Mas, nunca uma regra neste contexto musical. Até porque artistas como Jefferson Airplane, Grateful Dead, The Doors, Jimi Hendrix Experience, The Mamas & the Papas, Creedence Clearwater Revival, Janis Joplin e até mesmo os Beatles, nem sempre por vontade própria, fizeram parte desse movimento. Ou seja, alguns bem elétricos, assim podemos dizer.
Pois bem, estamos falando sobre isso, porque o grupo que temos em mãos parece ser bem inspirado, ao menos musicalmente, por bandas dessa época, em especial os adeptos do folk e veias mais clássicas. Trata-se do Dark and Twisties, oriunda de Swansea, no País de Gales, que chega com seu disco de estreia “Ungrateful Women”, que acaba de ser lançado e, para nossa felicidade, já está disponível.
Sarah Birch (vocal, teclado), Kate Ronconi (vocal, violino), Sarah Passmore (vocal, guitarra), Danny KilBride (vocal, baixo) e Huw Rees (bateria) integram o grupo, que traz uma versatilidade sonora, porém criando uma identidade forte e trazendo as melhores referências em 11 graciosas faixas. E, mesmo com um mote, não deixam de nos surpreender no decorrer do disco.
Gravado no Mwnci Studios, ‘Ungrateful Women’ é um disco que prima por trazer uma produção muito atual, que capta todos os sons possíveis, explora muito bem a tecnologia atual, mas não cai em armadilhas modernosas. O disco reflete um som orgânico e atemporal.
Já podemos ouvir isso na faixa de abertura, “This Time”. A música tem uma base no violão, que de forma sublime acompanha um piano cheio de expectativa, ganha um andamento cadenciado e opta por um trabalho vocal dobrado. A música traz uma paz incrível e ainda conta com um fundo clássico que enfatiza isso.

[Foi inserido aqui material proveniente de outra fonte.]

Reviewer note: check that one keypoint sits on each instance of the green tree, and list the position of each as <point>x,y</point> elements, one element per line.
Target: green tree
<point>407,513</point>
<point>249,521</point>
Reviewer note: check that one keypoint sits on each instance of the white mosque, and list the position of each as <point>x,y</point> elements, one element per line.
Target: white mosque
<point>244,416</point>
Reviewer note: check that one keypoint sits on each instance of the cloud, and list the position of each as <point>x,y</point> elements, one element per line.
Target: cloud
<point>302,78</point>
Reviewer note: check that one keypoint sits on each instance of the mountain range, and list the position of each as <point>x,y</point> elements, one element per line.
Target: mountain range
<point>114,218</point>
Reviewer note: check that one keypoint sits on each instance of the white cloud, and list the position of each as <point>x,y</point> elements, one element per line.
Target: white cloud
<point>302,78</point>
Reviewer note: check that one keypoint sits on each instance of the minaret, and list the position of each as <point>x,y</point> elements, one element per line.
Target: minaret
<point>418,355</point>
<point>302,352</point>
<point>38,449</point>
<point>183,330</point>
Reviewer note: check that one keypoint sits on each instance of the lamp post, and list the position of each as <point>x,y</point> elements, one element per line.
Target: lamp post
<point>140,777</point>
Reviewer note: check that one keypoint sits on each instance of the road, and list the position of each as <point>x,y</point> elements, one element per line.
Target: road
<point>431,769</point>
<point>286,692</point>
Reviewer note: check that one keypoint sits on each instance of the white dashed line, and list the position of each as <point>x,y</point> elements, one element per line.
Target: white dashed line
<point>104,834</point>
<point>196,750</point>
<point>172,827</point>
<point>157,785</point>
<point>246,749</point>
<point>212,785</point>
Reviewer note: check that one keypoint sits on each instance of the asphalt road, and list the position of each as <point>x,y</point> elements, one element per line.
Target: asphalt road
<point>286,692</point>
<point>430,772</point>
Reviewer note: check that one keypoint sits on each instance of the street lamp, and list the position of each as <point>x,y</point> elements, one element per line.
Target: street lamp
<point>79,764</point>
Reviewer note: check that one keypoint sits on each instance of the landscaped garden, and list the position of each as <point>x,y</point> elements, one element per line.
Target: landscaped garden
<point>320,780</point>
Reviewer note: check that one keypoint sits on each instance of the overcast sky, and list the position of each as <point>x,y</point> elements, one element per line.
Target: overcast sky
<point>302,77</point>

“The Lonely” é uma mescla de folk tradicional europeu com leves toques de americana, onde um violino bem sacado deixa tudo mais sofisticado. Enquanto isso, a primeira surpresa vem com “Questions” e sua leve eletrificada, mostrando que a banda pode soar moderna e ainda com vocais que nos remetem ao melhor da new age.
Para dançar num ritmo de country folk de vanguarda, Dark And Twisties oferece a emblemática “Oh Ma Belle”, que, além do trabalho instrumental impecável, traz linhas de voz espetaculares, mostrando um conhecimento de causa absurdo. Trabalho vocal que é mantido em “The Wild”, seguindo sua antecessora, mas com a dinâmica mais direta.
Como uma faixa de primavera, com o violino mantendo a pegada, mas um contexto de folk pop, “Random Acts Of Kindness” encanta com sua levada espaçada e arranjos riquíssimos em detalhes. Enquanto isso, “Grace and Dignity” é daquele tipo que o belo e o sublime ditam as melodias, soando como uma faixa mais acessível.
“Oh! Joana” é uma balada country sofisticada, com um piano magistral, que acompanha um ritmo levemente épico, servindo perfeitamente como uma trilha de paisagens montanhosas. Já “Procrastinantion” é uma música descontraída, com ritmo contagiante e diferenciado, dando um ar mais solto ao trabalho.
Chegando na reta final, o flower power pede passagem em “Ungrateful Woman”, que não fecha o leque, ganha contorno do folk e ainda bebe na fonte do country. Com vocais em forma de coral, as linhas encantam pela pureza e destaque-se aí a produção mais uma vez primordial.
Encerrando “Ungrateful Women”, a marchante e imponente “Flags” mostra o Dark and Twisties ainda versátil, sem perder sua essência, o que caracterizou a banda durante os poucos mais de 42 minutos desse disco fenomenal que, assim que acaba, nos faz querer apertar o repeat, principalmente com esse final épico emocionante.
Com uma temática que entrelaça histórias antigas e novas, a banda galesa prima por transportar isso para o seu som, que soa vanguardista em muitos momentos, mas nunca datado, mostrando a habilidade do grupo em fazer uma música atemporal e que pode ecoar para a eternidade em nossos corações.